Automatic Speech Recognition with AWS Lambda and Leopard

#100daysofcode #challenge #aws #serverless

Day 23 is the day to show how to run an ASR (Automatic Speech Recognition) with Picovoice Leopard Speech-to-Text and AWS Lambda.

Pre-requisites

Register for an AWS account. We use it to access Amazon Lambda and API Gateway services via the console.
Sign up for Picovoice Console to get your AccessKey for free. We will need an AccessKey to use Leopard Speech-to-Text engine.
Download Postman. We will use this tool for testing.

Setting up Lambda

In AWS Console search for Lambda and then go to the Functions tab.
Press Create a Function. Then set the function name and set the runtime to Python 3.9.
Download the zip file from the GitHub repository which contains the Lambda handler and packaged [pvleopard](https://pypi.org/project/pvleopard/) module.

The Lambda handler does the following:

Gets and parses the data from the request.
Saves the audio data into a temporary file.
Transcribes and cleans up the temporary file.
Returns the transcription.

Press on Upload from > .zip file and upload the zip file.
Once the function is uploaded, go to Configurations > General configuration tab. Press on Edit.
Set the memory limit to 512 MB and timeout to 30 seconds and press Save.
Go to Environment variables tab and press on Edit.
Add your AccessKey that you obtained from Picovoice Console and press Save.
Press on Copy ARN (button located in the top right corner) and save your function ARN. We will need to set up API Gateway later. You may also come back later to copy your function ARN.

Setting up API Gateway

In AWS Console, go to API Gateway, and go to REST API section. Press on Build to create a new Rest API.
Select Rest as the protocol, New API, and give a name to your API. Press Create API to create your API.
Press Actions > Create Method and select POST as your method. Select Lambda Function as the integration type, tick on Proxy Integration, and copy your Lambda function ARN saved from before.
Once created, go to Settings tab.
Scroll all the way down. In Binary Media Types press on Add Binary Media Type, add multipart/form-data and press on Save Changes.
Go back to Resources tab. Press on Actions > Deploy API. Set [New Stage] as the deployment stage, give it a stage name and press Deploy.

You will be redirected to Stages and your API URL will be shown. Now we can test our rest API.

Testing the API
Use Postman to send an audio file and get the transcription.

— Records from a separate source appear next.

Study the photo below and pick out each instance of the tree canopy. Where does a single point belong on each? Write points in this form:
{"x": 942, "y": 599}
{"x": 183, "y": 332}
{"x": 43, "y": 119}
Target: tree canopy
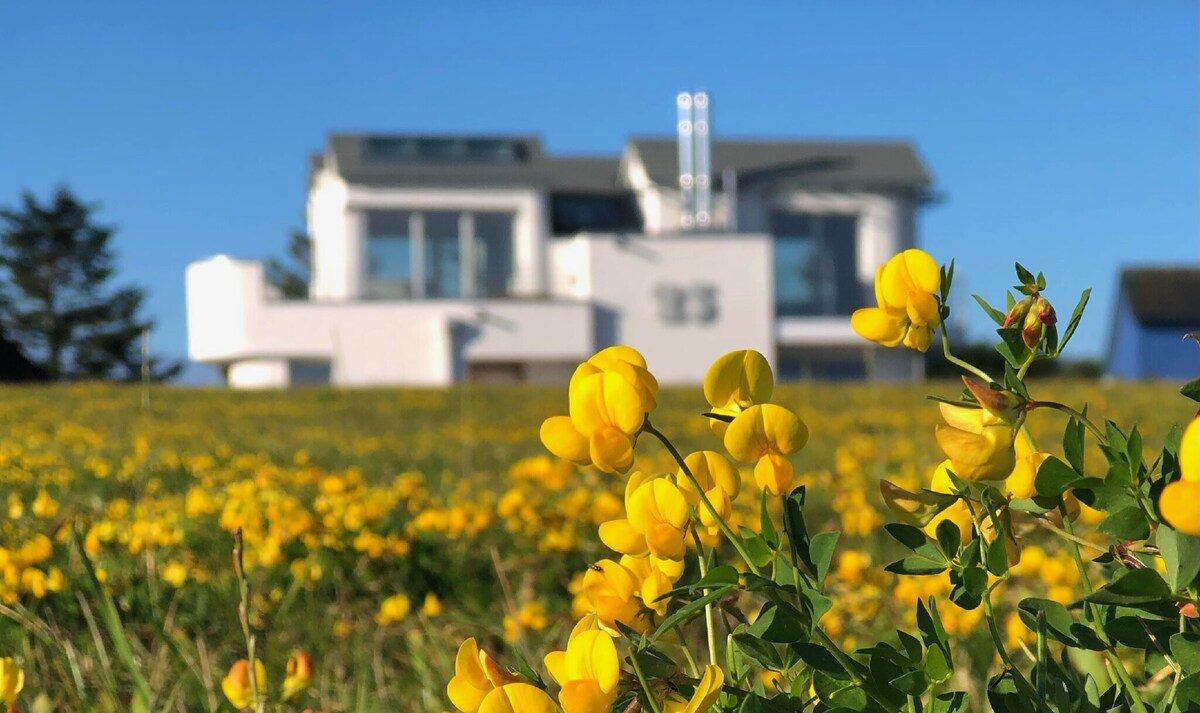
{"x": 58, "y": 301}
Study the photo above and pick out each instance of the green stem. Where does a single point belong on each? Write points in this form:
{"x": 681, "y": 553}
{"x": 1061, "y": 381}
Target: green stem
{"x": 703, "y": 498}
{"x": 646, "y": 687}
{"x": 961, "y": 364}
{"x": 1096, "y": 430}
{"x": 1095, "y": 619}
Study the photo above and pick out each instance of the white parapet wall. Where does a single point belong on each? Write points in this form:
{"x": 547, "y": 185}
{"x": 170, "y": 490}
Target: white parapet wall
{"x": 234, "y": 323}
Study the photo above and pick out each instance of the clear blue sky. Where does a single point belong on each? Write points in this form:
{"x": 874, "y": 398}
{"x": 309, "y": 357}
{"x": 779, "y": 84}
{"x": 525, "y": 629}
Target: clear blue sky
{"x": 1061, "y": 133}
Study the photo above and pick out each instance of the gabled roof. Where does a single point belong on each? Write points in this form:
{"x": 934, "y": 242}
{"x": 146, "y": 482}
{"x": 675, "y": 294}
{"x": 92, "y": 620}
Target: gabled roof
{"x": 891, "y": 165}
{"x": 1163, "y": 295}
{"x": 465, "y": 162}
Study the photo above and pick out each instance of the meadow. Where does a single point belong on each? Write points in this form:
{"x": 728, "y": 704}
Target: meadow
{"x": 382, "y": 527}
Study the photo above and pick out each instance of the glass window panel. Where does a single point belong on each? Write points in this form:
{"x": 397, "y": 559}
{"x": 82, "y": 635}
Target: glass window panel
{"x": 389, "y": 270}
{"x": 443, "y": 262}
{"x": 492, "y": 246}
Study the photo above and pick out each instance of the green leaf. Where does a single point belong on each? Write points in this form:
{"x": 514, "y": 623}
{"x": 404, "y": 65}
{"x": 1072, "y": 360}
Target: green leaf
{"x": 780, "y": 623}
{"x": 1127, "y": 523}
{"x": 1054, "y": 478}
{"x": 821, "y": 550}
{"x": 1075, "y": 316}
{"x": 949, "y": 702}
{"x": 1181, "y": 555}
{"x": 819, "y": 658}
{"x": 767, "y": 525}
{"x": 756, "y": 547}
{"x": 1134, "y": 587}
{"x": 996, "y": 315}
{"x": 948, "y": 538}
{"x": 1060, "y": 624}
{"x": 1012, "y": 347}
{"x": 1186, "y": 649}
{"x": 1073, "y": 444}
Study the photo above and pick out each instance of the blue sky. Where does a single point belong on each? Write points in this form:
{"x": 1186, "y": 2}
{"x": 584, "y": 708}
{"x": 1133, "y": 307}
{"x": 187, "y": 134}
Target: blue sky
{"x": 1063, "y": 135}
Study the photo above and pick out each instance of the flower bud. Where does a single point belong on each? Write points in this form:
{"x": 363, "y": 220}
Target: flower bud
{"x": 1018, "y": 312}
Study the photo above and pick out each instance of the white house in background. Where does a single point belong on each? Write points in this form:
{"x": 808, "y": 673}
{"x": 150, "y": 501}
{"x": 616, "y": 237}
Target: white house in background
{"x": 441, "y": 258}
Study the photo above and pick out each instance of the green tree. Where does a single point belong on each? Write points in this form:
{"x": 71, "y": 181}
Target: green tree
{"x": 292, "y": 277}
{"x": 57, "y": 300}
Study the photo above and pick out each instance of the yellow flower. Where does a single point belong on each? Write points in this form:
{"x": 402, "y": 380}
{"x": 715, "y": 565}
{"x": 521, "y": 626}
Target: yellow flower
{"x": 736, "y": 382}
{"x": 12, "y": 679}
{"x": 610, "y": 592}
{"x": 394, "y": 609}
{"x": 517, "y": 697}
{"x": 605, "y": 414}
{"x": 238, "y": 687}
{"x": 475, "y": 675}
{"x": 657, "y": 520}
{"x": 978, "y": 442}
{"x": 763, "y": 435}
{"x": 1180, "y": 501}
{"x": 1020, "y": 481}
{"x": 959, "y": 514}
{"x": 299, "y": 675}
{"x": 907, "y": 312}
{"x": 705, "y": 695}
{"x": 588, "y": 672}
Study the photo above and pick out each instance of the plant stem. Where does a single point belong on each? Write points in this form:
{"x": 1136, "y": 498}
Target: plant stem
{"x": 1095, "y": 619}
{"x": 959, "y": 363}
{"x": 1096, "y": 430}
{"x": 703, "y": 498}
{"x": 641, "y": 679}
{"x": 711, "y": 629}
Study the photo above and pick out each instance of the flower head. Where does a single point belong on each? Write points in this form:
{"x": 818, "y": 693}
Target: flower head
{"x": 763, "y": 435}
{"x": 736, "y": 382}
{"x": 299, "y": 675}
{"x": 238, "y": 687}
{"x": 12, "y": 679}
{"x": 907, "y": 311}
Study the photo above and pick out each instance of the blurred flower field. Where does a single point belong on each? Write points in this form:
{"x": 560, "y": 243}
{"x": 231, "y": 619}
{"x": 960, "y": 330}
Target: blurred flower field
{"x": 382, "y": 527}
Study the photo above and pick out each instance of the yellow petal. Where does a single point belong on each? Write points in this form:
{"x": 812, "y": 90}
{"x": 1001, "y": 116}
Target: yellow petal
{"x": 556, "y": 665}
{"x": 785, "y": 430}
{"x": 561, "y": 437}
{"x": 619, "y": 537}
{"x": 611, "y": 450}
{"x": 879, "y": 324}
{"x": 1180, "y": 505}
{"x": 1189, "y": 451}
{"x": 593, "y": 655}
{"x": 923, "y": 270}
{"x": 922, "y": 310}
{"x": 773, "y": 473}
{"x": 517, "y": 697}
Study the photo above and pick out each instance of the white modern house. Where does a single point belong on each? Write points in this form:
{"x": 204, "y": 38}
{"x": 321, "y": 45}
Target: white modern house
{"x": 442, "y": 258}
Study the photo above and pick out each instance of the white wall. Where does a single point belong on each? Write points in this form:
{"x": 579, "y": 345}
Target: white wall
{"x": 629, "y": 277}
{"x": 375, "y": 342}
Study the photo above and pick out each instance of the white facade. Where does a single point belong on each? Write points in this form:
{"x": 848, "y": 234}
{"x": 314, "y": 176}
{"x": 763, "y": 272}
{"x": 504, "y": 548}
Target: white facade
{"x": 409, "y": 288}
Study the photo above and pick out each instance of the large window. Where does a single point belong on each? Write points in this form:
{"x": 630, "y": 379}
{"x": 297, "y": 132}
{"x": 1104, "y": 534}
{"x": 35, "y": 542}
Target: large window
{"x": 438, "y": 253}
{"x": 815, "y": 263}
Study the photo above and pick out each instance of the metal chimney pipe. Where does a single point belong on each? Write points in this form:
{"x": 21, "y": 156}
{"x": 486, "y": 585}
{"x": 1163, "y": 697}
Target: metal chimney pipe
{"x": 687, "y": 171}
{"x": 703, "y": 167}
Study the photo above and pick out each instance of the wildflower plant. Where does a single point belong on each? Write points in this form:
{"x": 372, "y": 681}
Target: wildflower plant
{"x": 690, "y": 613}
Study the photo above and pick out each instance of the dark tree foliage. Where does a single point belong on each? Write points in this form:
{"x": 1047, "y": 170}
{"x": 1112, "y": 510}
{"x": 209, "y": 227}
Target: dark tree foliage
{"x": 292, "y": 277}
{"x": 55, "y": 299}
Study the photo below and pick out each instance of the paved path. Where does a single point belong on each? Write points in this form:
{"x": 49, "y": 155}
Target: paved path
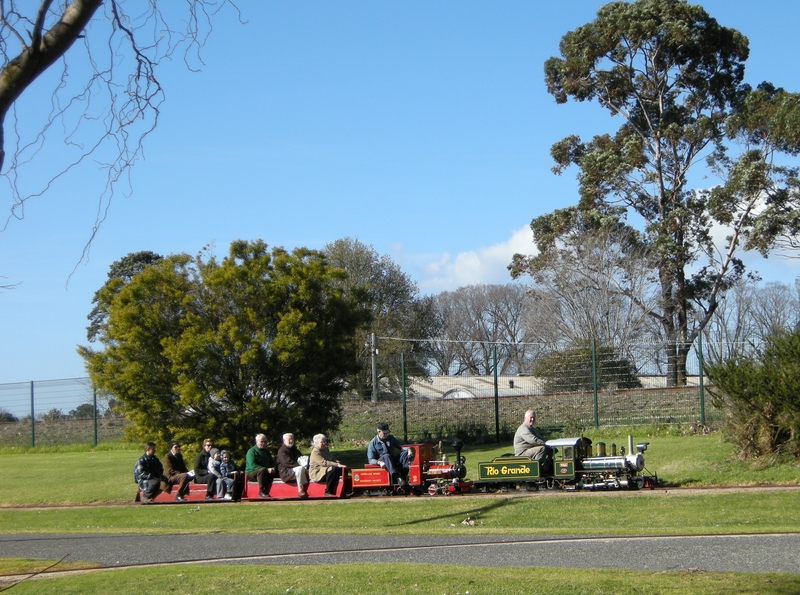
{"x": 745, "y": 553}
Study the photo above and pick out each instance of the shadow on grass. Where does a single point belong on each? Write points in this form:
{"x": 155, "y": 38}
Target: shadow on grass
{"x": 459, "y": 514}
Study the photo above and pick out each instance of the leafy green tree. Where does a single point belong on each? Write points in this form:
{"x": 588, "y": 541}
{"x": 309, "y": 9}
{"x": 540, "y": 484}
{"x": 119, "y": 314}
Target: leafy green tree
{"x": 259, "y": 342}
{"x": 674, "y": 76}
{"x": 397, "y": 310}
{"x": 123, "y": 269}
{"x": 761, "y": 397}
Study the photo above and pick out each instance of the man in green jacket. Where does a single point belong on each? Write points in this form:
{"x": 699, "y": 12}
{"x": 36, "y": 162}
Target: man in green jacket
{"x": 260, "y": 466}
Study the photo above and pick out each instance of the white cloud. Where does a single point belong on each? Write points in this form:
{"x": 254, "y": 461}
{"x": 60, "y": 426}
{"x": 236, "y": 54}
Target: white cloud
{"x": 487, "y": 264}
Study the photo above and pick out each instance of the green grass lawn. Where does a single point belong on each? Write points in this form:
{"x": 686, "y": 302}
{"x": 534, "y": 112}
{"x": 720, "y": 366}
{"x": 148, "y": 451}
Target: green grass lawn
{"x": 410, "y": 578}
{"x": 103, "y": 476}
{"x": 80, "y": 474}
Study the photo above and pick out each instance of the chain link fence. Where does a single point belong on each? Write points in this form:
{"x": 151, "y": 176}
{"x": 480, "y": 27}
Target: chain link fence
{"x": 56, "y": 412}
{"x": 423, "y": 395}
{"x": 571, "y": 388}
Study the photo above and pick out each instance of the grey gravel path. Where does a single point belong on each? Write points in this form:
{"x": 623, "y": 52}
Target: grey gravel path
{"x": 745, "y": 553}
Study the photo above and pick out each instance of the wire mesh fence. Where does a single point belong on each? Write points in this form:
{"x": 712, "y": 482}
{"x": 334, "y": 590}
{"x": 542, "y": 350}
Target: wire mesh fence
{"x": 54, "y": 412}
{"x": 424, "y": 395}
{"x": 571, "y": 388}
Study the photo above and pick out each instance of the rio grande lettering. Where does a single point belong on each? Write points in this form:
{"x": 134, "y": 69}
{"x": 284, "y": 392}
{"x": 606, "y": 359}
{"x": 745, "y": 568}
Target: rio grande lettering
{"x": 506, "y": 470}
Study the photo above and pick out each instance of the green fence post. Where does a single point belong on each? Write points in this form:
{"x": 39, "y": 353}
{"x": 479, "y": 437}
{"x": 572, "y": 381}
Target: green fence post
{"x": 594, "y": 383}
{"x": 403, "y": 384}
{"x": 94, "y": 411}
{"x": 702, "y": 389}
{"x": 33, "y": 427}
{"x": 496, "y": 398}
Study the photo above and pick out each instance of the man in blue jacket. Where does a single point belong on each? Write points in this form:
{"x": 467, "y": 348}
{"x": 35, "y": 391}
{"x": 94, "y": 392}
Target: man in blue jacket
{"x": 385, "y": 450}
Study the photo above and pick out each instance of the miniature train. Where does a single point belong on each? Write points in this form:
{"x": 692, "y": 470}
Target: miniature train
{"x": 431, "y": 472}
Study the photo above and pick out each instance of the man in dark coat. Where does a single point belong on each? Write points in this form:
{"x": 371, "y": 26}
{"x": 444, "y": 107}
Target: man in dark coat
{"x": 149, "y": 473}
{"x": 289, "y": 468}
{"x": 385, "y": 450}
{"x": 176, "y": 471}
{"x": 201, "y": 474}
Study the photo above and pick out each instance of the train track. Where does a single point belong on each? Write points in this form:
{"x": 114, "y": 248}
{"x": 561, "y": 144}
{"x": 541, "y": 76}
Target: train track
{"x": 500, "y": 494}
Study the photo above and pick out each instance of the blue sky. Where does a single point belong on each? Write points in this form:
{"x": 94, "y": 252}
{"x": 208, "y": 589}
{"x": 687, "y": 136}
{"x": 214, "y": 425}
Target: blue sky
{"x": 421, "y": 128}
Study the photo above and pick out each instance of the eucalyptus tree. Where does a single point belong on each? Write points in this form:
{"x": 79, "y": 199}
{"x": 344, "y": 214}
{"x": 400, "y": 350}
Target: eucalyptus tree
{"x": 476, "y": 320}
{"x": 674, "y": 77}
{"x": 97, "y": 64}
{"x": 396, "y": 308}
{"x": 260, "y": 341}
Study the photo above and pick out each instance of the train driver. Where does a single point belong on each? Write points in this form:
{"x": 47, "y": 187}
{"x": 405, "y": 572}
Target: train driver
{"x": 528, "y": 442}
{"x": 385, "y": 450}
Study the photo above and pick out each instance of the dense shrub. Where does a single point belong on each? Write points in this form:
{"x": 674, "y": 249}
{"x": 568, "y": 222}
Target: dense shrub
{"x": 762, "y": 398}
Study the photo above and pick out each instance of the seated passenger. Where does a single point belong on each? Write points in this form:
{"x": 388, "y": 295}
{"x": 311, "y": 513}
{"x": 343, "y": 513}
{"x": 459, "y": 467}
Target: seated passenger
{"x": 259, "y": 466}
{"x": 149, "y": 473}
{"x": 176, "y": 471}
{"x": 322, "y": 466}
{"x": 528, "y": 442}
{"x": 230, "y": 474}
{"x": 385, "y": 450}
{"x": 288, "y": 467}
{"x": 201, "y": 474}
{"x": 214, "y": 462}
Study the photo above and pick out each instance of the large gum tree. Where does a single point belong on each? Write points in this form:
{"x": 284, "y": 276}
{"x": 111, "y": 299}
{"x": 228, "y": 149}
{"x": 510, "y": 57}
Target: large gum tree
{"x": 80, "y": 81}
{"x": 673, "y": 76}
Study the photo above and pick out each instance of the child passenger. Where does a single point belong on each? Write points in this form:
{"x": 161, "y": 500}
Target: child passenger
{"x": 214, "y": 463}
{"x": 228, "y": 471}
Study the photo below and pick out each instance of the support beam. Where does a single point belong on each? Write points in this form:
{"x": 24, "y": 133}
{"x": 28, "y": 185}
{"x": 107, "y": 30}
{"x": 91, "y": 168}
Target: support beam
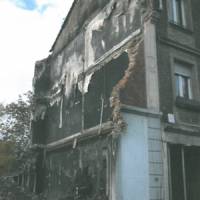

Copy and paste the invoke URL from API Gateway in the request URL section and set the request type to POST.
In the Body tab, set the data type to form-data. Set the key name to audio_file, set the type as File, and press on Select Files and select the audio file you want to transcribe (Leopard supports the following audio formats: FLAC, MP3, Ogg, Opus, Vorbis, WAV, and WebM).
Once the request goes through, the result will show below.

In AWS Console, go to CloudWatch > Log groups if you would like more details on a specific API request and Lambda invocation.

Limitations & Future Explorations
API Gateway has a 29-second timeout and 10MB payload size limit. Lambda has a 15-minute timeout and a 6MB payload size limit.

Later, you can try to overcome these limitations:

To transcribe audio files larger than 4.5MB, use S3 to get a pre-signed upload URL, upload your audio file, fetch it in Lambda, and process it.
To transcribe audio files greater than 2 minutes (longer processing time), use Asynchronous Lambda to ping and get the response when the transcription finishes.

Keep in mind this is a starter code, you can always modify the code, re-zip, and upload the zip file again to update your function.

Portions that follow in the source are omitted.